The deep smokey flavor of this enchilada sauce comes from roasting your dried chili's. The slight sweet flavor comes from the chili themselves as well as orange zest. Spend a little extra time developing your sauce and you'll never go back to the other way again.
But...for a quick and easy sauce, check out my Tomato Based Enchilada Sauce. Great for quick after work meals and those who may not like the fuego!
2 tablespoons oil
12-14 whole dried chiles (or 1-5oz bag)
12 cloves garlic, whole
2 onions, peeled and halved
1 ½ teaspoons dried oregano
1 teaspoon cumin seed
1 tablespoon salt
1 ½ tablespoons sugar
¼ of an orange, zested
1. In a large skillet, heat 1 tablespoon oil over medium-high heat. Add enough chiles to create a single layer, do not crowd pan. Turn often, until chiles darken and absorb some of the oil. Place chilies in an 8qt stockpot.

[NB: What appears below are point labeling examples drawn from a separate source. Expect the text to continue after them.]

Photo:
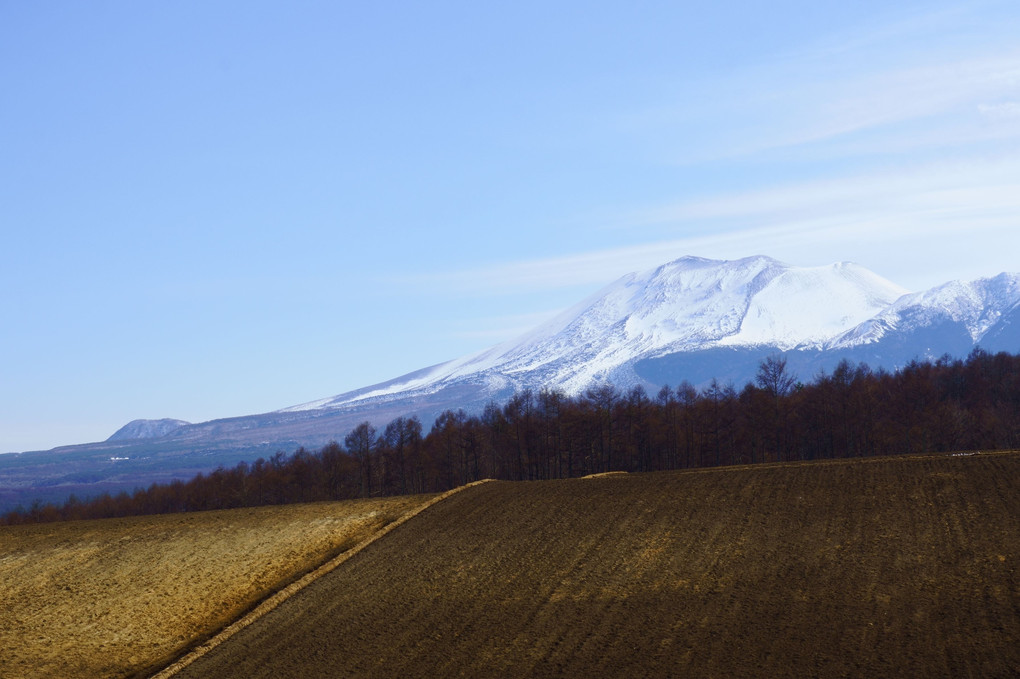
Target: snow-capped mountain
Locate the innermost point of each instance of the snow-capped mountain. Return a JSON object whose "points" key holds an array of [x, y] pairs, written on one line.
{"points": [[691, 305], [692, 319]]}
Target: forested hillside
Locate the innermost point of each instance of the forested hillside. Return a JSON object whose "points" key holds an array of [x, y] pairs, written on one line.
{"points": [[949, 405]]}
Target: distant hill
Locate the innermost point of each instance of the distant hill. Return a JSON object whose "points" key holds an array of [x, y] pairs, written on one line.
{"points": [[692, 320], [146, 429]]}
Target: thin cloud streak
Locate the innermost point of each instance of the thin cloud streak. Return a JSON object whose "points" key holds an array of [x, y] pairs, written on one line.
{"points": [[881, 217]]}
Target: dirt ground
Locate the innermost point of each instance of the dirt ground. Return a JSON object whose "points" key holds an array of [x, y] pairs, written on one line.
{"points": [[877, 568], [120, 597]]}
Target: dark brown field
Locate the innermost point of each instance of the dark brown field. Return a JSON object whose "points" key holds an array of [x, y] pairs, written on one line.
{"points": [[891, 567]]}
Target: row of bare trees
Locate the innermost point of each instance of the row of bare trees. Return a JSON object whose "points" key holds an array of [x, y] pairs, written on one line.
{"points": [[948, 405]]}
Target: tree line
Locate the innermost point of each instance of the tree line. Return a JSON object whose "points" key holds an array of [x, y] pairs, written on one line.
{"points": [[924, 407]]}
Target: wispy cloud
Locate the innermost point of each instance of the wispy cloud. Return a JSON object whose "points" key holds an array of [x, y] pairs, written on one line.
{"points": [[904, 222], [903, 87]]}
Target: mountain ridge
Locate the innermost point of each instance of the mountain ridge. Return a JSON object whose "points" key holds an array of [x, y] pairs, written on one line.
{"points": [[691, 320]]}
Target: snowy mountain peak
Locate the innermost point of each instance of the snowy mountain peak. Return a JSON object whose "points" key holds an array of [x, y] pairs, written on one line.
{"points": [[685, 305]]}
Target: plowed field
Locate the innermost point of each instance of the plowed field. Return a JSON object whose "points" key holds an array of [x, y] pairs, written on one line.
{"points": [[894, 567], [120, 596]]}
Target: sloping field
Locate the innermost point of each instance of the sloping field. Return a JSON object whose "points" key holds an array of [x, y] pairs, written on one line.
{"points": [[116, 597], [894, 567]]}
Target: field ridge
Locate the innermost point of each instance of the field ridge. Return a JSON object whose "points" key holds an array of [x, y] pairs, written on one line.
{"points": [[287, 592]]}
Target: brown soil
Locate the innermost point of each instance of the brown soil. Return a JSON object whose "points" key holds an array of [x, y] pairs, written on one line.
{"points": [[893, 567], [122, 596]]}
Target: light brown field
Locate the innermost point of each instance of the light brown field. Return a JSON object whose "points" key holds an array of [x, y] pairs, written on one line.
{"points": [[896, 567], [120, 597]]}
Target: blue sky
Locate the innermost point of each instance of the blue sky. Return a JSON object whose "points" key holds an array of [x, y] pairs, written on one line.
{"points": [[216, 209]]}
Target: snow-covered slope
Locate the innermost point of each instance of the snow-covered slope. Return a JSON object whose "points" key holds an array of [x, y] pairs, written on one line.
{"points": [[687, 305], [975, 306]]}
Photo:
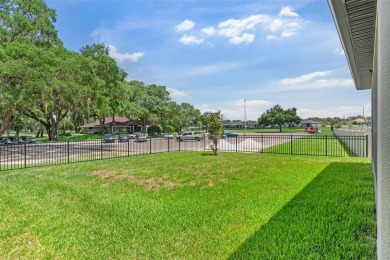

Repeat until all chiles are toasted.
2. In the same pan, heat remaining 1tbsp oil over medium-high heat. Season onion halves with salt and pepper. Add to pan and char the onions on all sides. Add onions to the 8qt stockpot.
3. Season the 8qt pot with oregano, cumin seeds and salt. Cover with water and bring to a boil. Reduce heat and simmer for 30 minutes.
4. Let cool slightly.
5. With a blender or immersion blender, blend mixture in pot until smooth.
6. In a large bowl, mix some of the sauce with the pork and stir to combine. Let rest for flavors to combine.
7. Reserve extra sauce for serving on the side or freeze.